Tom Foti, retired Chief of Research and Inventory of the Arkansas Natural Heritage Commission once said, "Ecological restoration is not rocket science." "It's harder than rocket science." Today's state of the art ecological restoration is often referred to as adaptive management, or AM. AM is a structured, iterative process of optimal decision making in the face of uncertainty, with the objective to reduce uncertainty over time via system monitoring. AM is often characterized as "learning by doing" in a process whereby any given selection of a vegetation management tool is done after observing the results of the previous vegetation management tool.
In more simple terms, we never know how any given site will respond to whatever we do to try to improve it, until we try to improve it.
As my birthday weekend and Illinois adventure came to a close, blizzard conditions moved into the Chicago area, a part of normality for you Chicagoans, but quite a novelty for an Arkansan to observe. Wow! You people are certainly highly evolved to withstand the brutal weather!
Days after being back in Arkansas, I shared several Ecological Restoration and Restoration Ecology journals I receive through the Society of Ecological Restoration with Agnes and Dana that contained research findings relevant to PHNRC projects.
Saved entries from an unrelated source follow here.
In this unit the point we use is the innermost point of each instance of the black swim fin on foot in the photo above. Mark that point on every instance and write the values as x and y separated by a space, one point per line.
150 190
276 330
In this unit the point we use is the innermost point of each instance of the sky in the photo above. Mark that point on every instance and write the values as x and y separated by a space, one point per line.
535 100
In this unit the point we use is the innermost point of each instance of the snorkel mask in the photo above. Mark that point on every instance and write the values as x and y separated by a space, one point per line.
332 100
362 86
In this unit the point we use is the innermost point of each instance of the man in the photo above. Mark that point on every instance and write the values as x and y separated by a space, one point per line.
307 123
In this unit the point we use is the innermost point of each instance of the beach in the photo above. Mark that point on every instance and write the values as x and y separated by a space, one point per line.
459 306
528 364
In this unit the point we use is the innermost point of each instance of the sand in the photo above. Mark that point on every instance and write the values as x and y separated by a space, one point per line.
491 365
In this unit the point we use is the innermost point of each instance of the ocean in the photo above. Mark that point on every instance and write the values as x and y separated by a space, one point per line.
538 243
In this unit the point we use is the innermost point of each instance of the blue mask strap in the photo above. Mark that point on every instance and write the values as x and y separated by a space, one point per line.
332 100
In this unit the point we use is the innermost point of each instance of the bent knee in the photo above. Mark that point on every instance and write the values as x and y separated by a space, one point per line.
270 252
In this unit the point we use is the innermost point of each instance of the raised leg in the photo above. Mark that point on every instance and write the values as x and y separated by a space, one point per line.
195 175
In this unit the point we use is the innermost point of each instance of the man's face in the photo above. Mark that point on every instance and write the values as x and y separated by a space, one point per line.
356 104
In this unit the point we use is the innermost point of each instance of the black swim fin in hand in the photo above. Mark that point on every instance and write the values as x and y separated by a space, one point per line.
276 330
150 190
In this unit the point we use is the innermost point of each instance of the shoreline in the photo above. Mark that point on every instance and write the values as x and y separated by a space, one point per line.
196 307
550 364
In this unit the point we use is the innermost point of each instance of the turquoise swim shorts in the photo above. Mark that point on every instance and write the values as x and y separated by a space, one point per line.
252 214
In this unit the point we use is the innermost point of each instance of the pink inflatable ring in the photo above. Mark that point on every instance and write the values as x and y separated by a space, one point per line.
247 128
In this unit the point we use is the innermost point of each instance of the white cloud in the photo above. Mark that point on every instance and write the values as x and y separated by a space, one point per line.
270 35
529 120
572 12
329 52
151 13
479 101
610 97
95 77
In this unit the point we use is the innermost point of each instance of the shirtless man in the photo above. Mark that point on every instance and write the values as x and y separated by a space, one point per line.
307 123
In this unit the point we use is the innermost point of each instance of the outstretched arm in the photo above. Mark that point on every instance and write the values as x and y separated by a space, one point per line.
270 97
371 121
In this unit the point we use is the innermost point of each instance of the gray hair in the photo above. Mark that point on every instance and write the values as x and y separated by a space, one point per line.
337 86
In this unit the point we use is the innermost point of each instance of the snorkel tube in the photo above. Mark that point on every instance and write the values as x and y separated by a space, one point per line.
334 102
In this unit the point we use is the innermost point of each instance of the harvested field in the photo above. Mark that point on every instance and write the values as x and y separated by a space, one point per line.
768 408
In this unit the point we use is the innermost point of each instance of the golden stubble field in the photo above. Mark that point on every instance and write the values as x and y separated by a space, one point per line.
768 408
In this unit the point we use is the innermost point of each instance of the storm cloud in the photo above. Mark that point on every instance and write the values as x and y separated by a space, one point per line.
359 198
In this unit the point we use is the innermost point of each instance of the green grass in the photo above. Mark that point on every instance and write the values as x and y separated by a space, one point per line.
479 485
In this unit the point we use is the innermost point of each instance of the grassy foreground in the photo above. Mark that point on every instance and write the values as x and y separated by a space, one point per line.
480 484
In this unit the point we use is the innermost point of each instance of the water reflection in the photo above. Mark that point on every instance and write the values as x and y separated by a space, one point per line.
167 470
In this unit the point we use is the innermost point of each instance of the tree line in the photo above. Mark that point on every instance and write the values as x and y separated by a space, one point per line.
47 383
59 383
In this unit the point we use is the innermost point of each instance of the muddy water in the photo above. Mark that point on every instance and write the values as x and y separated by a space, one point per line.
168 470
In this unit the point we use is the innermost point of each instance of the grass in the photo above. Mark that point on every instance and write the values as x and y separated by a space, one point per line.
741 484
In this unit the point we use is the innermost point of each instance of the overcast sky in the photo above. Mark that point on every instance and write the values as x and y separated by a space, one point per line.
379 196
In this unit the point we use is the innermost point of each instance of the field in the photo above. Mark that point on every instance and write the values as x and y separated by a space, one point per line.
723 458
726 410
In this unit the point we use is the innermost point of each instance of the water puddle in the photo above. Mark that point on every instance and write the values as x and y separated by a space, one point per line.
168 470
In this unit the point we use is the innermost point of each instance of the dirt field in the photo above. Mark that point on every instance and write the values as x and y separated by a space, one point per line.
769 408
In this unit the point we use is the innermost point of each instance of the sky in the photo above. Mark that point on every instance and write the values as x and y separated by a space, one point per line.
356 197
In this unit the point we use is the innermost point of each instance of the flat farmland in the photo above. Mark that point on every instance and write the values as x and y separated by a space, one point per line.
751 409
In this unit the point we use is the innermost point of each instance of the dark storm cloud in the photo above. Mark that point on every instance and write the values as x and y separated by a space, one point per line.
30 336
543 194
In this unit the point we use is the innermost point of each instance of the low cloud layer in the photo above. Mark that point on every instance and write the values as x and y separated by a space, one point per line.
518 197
As a flashback to my departure from Chicago, after taking off from O'Hare, my mind wandered from one thing to the next, but the main thought I had was thankfulness.
I was thankful I was going home to the 37 acres around our house, my virtual AM experiment station where I do test plots with different types of herbicides; annual prescribed burns; plant wildlife food plots; grow eastern gamagrass, Indian grass, rattlesnake master, and big bluestem in raised beds before transplanting to my experimental prairie restoration plots.
I was thankful for my new PHNRC friends. I look forward to a continued dialogue and being a friend of the program and a healthy exchange of ideas. Their everyday lives are so different from mine. Living in a big city, they have to drive for miles to see what I see every day from my front window, yet we share common bonds. What are those common bonds and what makes us tick?
As land stewards, our common bonds are:
We are all fruitful dreamers that go against the odds and make dreams come true.
We believe enough in our cause that we make the impossible.....possible.
We recognize that a big part of successful ecological restoration must involve educating others.
We believe in preserving/restoring what little is left of our natural heritage.
We reach out to others of like kind to generate more enthusiasm and synergies for our cause.
We believe in making success stories, so how do we define success?
As death defines life, success can only be defined by first defining failure.
Failure means we as a people cave in and our little postage stamp size prairies become a thing of the past.
Failure means another prairie plant, or another prairie bird becomes more rare, which translates to soon becoming extinct.
Failure means that prairies become the same as the extinct passenger pigeon, eastern elk, and Carolina parakeet where future generations never get to see them and only get to read about them in books.
Failure means that our generation has not passed along these ecological values, nor instilled them into future generations.
Back to our common bonds....
Our most important common bond is that FAILURE IS NOT AN OPTION.